I'll presume from your statement that: your sister is already in retirement and that her inheritance will be invested in a taxable account.
I noted the following a few days ago regarding a 529 account that was started in 2006 but could be applied to a taxable account, too:
>>>We set our own allocation, being 50/50 with VITPX and VBMPX. The expense ratio for the funds are .02 and .03%. VITPX holds 3,400 equities and VBMPX holds 18,000 bonds. YOW !!!
The 50/50 ratio is required to auto balance once per year. So, the ratio has never traveled to far outside of 50/50.
The 10 year total return for this blend of 2 funds is 8.705%.

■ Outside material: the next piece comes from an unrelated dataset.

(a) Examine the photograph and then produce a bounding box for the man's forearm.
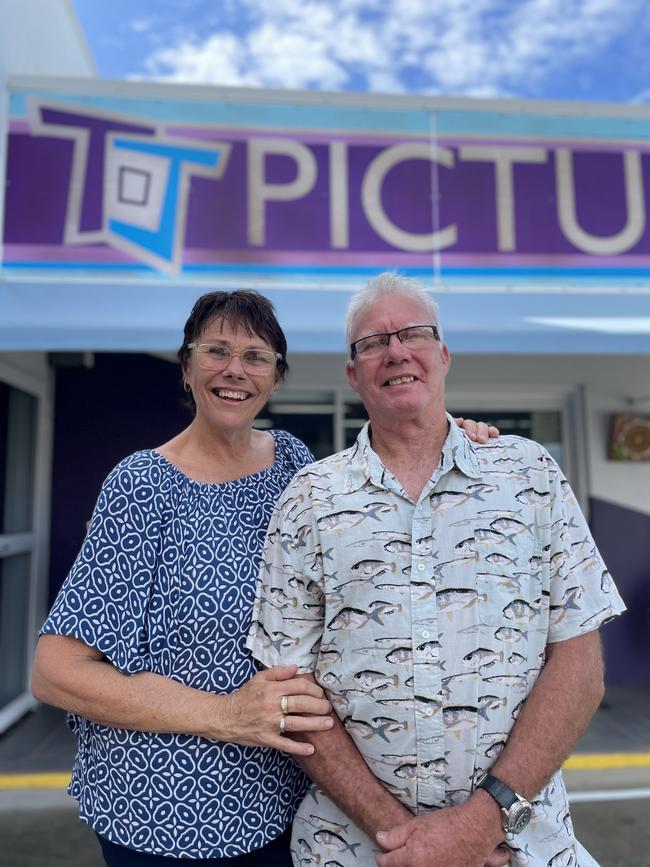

I've used FBALX as a benchmark for our own investments to discover how much of a smart arse or dumb arse we may be at any given time. FBALX is high on the list of balanced funds in it's category.
FBALX has a 10 year annualized return of 10.83%. <<<
An equivalent to the above could be a simple 50/50 of SPY and AGG (or BAGIX, a plain vanilla active managed AA bond fund); OR whatever percentage mix an individual wants to choose for these two. The rough math indicates a 50/50 mix of the above to provide about a +8.45% blended total return for the past 10 years and +6.95% over the past 15 years.
My personal choice using AGG or BAGIX examples for bonds, would be the equity side into FSPHX or
FSMEX for the 50/50 mix.
We individual investors find ourselves at an unfamiliar place recently, relative to the AAA bond sector. Although we have BAGIX as part of our portfolio, I/we don't know how much support/ballast will arrive during a greater than -20% equity dive, although I still feel central banks and large investment organizations would still run to AAA bonds during an equity melt.
NOTE: 50/50 of SPY (or an index) and AGG = -.4% YTD, VWINX = -.25% YTD and FBALX = +2.3% YTD.
I think your sister could have a decent risk and reward blend of no more than 3 holdings among bonds and equity to satisfy a meaningful performance portfolio.
Lastly, retirement finds too many variables for individuals/couples. If monetary needs are satisfied for the normal expenses, one's investments should still include equities, IMHO. Forty years of favorable bond returns are at a new place right now; and I surely don't know the forward road in this sector for a fully buy and hold portfolio.